Today, a team member Lynnette has her 82nd birthday, so with Archbishop Winston coming to officially welcome the team we may ask him to say a special prayer for her. This afternoon we head off to a remote village where the squatters on this land are hosting the team for dinner and music.
Oh I’ve been found out too, there’s only cold showers here for the team to wash in!
The majority of the Christchurch Team at their final training session prior to leaving on Sunday 19 August.
Team is Front: Adele Bishop, Luke Mitchell, Ngaire Good, Grace Curry, Denise Taylor, Jane Mitchell; Back: Graeme Mitchell, Chris Curry, Allan Hussey, John Ward, Grant Taylor, Mary Hussey. Absent: Jill Bennett, Eileen Ward, Andrea Mitchell.
One week before ‘wheels-up’ the Christchurch Team have come together for their final training session. When asking Chris about his feelings towards the trip, he commented “I’d say my feelings are both excitement and intrepedation. Excitement of visiting all the mission projects and living in the real culture of Fiji and not just a hotel/tourism holiday; but also the fear of what will it really be like? How will we cope with the temperature? feel about the poverty? cope health-wise? or will we get enough sleep?!” Yet with the average team member age 75-80 years old, that’s why we are trying to offer an experience that is paced with experiences interspersed with rest times to recharge the batteries.
The team were enriched with NZCMS Youth Mobiliser, Anna Tovey, who has just returned from 7-weeks in Fiji. She gave insights for preparing for the culture shock the team may face during the 9-days. We were all encouraged by her words, “culture shock is ‘healthy and critical’ if we are to gain from the mission experience.” And that “culture shock is normal!” We all left the training session feeling inspired from Anna’s advice.
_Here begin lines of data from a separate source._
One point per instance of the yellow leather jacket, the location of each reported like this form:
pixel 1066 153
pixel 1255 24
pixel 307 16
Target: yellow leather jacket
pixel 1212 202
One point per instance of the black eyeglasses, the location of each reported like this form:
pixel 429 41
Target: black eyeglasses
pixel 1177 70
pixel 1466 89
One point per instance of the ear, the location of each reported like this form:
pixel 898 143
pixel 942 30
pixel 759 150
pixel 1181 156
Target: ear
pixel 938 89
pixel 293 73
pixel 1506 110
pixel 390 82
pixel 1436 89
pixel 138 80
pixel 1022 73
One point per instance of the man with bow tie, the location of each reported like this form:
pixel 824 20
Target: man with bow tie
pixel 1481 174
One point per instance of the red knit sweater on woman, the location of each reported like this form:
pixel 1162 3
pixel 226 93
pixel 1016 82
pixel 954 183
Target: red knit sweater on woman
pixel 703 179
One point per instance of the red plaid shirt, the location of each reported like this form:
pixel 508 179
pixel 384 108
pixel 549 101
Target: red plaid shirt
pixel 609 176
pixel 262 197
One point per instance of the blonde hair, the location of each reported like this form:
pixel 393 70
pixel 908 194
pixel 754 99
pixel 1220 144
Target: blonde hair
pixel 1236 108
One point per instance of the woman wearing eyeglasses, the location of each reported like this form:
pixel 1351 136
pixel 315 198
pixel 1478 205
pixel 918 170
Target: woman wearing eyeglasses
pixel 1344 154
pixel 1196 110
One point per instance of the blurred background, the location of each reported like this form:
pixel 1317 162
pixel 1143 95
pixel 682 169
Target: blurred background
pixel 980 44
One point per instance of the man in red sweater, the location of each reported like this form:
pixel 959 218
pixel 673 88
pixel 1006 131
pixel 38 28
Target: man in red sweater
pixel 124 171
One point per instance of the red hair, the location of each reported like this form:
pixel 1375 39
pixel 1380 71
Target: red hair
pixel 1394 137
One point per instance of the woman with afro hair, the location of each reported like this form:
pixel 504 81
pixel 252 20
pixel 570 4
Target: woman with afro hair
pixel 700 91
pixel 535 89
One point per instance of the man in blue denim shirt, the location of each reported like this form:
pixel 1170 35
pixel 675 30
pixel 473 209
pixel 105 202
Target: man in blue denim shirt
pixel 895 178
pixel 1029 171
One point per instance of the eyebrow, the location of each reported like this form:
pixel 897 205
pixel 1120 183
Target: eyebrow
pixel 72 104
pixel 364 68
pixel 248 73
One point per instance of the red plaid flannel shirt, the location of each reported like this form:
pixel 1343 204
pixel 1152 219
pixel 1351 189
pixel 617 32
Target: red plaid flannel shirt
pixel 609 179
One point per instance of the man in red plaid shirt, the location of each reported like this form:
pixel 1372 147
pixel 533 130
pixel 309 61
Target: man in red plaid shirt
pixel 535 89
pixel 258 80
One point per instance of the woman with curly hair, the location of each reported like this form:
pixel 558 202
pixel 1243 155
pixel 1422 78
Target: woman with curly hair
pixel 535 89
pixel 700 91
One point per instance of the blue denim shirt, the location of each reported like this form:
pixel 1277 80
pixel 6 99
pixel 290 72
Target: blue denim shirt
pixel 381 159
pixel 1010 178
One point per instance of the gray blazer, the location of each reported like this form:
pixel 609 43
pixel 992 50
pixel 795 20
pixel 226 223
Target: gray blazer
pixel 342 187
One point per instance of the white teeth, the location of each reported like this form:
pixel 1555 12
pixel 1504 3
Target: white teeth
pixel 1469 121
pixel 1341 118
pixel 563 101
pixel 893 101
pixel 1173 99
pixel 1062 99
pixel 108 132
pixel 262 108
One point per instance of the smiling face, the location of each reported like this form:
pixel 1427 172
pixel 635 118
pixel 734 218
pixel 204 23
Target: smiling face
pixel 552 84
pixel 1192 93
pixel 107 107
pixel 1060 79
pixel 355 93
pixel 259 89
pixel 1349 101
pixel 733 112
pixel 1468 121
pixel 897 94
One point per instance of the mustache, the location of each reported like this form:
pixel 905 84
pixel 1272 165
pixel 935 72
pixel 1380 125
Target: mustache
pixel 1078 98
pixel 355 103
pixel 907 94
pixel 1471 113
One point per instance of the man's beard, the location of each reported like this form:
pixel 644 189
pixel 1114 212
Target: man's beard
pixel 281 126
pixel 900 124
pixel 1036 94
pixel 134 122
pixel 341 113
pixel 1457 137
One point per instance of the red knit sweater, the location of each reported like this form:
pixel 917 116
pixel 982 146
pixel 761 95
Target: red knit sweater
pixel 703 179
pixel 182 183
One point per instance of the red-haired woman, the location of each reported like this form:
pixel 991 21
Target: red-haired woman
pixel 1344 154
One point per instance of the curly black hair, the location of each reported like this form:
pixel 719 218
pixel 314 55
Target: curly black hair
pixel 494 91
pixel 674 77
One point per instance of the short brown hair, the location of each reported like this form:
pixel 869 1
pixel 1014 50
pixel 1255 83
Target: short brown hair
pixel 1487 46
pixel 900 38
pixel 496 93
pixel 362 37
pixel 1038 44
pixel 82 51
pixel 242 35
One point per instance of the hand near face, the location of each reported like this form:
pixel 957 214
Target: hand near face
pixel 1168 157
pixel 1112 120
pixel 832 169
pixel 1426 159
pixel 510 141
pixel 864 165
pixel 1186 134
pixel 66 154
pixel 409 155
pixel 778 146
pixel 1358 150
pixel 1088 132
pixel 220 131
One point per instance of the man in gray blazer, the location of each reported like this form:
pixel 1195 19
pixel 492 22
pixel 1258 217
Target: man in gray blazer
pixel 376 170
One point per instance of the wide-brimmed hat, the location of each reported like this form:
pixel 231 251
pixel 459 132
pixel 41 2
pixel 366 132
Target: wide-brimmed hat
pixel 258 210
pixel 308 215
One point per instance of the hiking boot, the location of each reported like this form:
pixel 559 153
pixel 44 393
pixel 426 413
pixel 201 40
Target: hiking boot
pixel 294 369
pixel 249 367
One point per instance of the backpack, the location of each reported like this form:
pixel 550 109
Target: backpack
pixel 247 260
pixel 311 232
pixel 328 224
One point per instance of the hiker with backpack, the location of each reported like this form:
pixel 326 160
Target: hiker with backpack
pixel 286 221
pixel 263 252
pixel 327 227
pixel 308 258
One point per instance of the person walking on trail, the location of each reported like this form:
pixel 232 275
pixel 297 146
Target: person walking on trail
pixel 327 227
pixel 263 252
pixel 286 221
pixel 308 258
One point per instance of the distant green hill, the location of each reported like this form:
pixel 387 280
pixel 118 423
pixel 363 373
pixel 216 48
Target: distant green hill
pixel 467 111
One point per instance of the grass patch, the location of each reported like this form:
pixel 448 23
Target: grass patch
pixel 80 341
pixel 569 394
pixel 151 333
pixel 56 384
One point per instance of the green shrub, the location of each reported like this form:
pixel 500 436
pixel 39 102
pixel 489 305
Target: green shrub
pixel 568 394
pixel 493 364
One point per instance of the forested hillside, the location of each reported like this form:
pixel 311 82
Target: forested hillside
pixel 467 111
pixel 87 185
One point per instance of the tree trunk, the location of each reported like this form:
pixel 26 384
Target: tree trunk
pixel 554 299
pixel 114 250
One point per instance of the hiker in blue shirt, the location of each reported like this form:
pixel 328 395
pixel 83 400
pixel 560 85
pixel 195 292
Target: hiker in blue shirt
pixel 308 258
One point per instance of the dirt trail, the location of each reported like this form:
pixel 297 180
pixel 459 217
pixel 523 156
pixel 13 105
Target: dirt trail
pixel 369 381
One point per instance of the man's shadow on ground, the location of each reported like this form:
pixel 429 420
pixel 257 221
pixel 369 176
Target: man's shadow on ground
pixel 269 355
Now the team are finalising their preparations for departure on Sunday 19 August from Christchurch and Auckland.
The ‘Northern Team’ are rearing to go after a wonderful training day where evryone felt they had known each other for years! Team is Front: Mary Davies, Avila Allsop. Back: Graeme Mitchell, Keith & Lynnette Dobbie, Bruce & Catherine Mackereth. Absent: Peter Jamieson.
The first training gathering of the ‘Northern Team’ for the Golden-Oldies Mission was like a School Reunion! Avila, one of our Auckland team members billeted an out-of-town couple, Keith and Lynnette Dobbie, and along with Mary from down the road, they all had a wonderful dinner and evening together on the Friday night.
By the time Andrea and I arrived from Christchurch on the Saturday morning the ‘school reunion-like atmosphere’ was well under way…and it didn’t stop for the rest of the day.
The team quickly gelled and everyone sensed that God had definitely hand-picked each person to come on this mission. Such was the warmth and bonds of friendship that developed. The team are now even more inspired and excited about the forthcoming mission, believing their collective wisdom and experiences can contribute to mission projects in our Pacific neighbourhood.